We disagree with Dr McEvoy that ‘any ESS reached by treatment can only at best achieve an ESS where normal cells coexist with malignant cells’. In fact, Figure 2b shows precisely that this need not be the case, although at present the cure scenario, although possible, is not under our control. Hence, although it may be difficult to cure a tumour, this depends on where the populations lie with respect to the saddle point (unstable equilibrium) as shown in Figure 2b. If therapies can alter the values of the interacting parameters such that the patient reaches a state to the left of this equilibrium point, in the absence of further mutations, natural selection will eliminate the malignant clone, although this may take time. Therapies that can reduce the fitness of malignant cells compared with their normal counterparts exist, with imatinib (and other tyrosine kinase inhibitors, such as dasatinib or nilotinib) being perhaps the best example. Indeed, we have shown that this is the reason for its well-known efficacy in chronic myeloid leukaemia (Dingli et al, 2008). We believe it is only a matter of time before other tumours can be treated in a similar manner. Furthermore, reducing the fitness of a cell does not imply reversing the process of carcinogenesis. For instance, the reversible nature of imatinib means that, once treatment is stopped, the disease may relapse.
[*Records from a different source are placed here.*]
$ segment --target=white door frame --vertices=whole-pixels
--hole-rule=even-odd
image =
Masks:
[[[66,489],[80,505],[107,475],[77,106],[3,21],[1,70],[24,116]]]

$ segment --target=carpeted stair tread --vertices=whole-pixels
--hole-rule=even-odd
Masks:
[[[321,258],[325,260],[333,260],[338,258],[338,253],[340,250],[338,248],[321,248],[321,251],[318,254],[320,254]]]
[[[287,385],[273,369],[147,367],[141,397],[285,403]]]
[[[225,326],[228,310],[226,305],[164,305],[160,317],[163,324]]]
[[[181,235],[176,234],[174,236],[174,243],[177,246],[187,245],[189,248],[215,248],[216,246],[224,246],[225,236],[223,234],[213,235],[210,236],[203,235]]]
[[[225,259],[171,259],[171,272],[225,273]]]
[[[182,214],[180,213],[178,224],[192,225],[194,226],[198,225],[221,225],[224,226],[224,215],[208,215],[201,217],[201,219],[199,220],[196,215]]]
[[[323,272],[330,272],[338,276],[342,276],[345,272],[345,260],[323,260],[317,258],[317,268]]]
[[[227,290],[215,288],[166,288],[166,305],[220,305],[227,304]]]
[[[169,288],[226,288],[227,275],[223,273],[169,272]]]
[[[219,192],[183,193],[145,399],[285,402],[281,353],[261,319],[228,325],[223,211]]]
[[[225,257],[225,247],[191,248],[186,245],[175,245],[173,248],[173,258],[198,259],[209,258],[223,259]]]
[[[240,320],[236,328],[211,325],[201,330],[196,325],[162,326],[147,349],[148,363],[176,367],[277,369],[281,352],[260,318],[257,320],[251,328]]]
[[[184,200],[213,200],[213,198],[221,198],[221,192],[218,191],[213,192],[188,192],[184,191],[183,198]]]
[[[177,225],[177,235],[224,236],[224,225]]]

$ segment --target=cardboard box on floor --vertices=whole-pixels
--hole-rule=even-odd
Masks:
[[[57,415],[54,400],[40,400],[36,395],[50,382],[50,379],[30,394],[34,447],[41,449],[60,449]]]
Consequently, imatinib does not eliminate bcr–abl oncoprotein expression but abrogates its function and therefore reduces the relative fitness of cancer cells.

As a final remark, we would like to point out that our results suggest that the path to win the ‘war on cancer’ is perhaps not to fulfil the goal pictured in the cover of the Economist in September 2008, in which all cancers cells must be targeted for elimination. Instead, we may look for our allies in the right place and at the right scale, which, with a small yet intelligent push from our side, may do the job much better, by taking advantage of the same ruthless power of evolution that favoured cancer in the start of the process.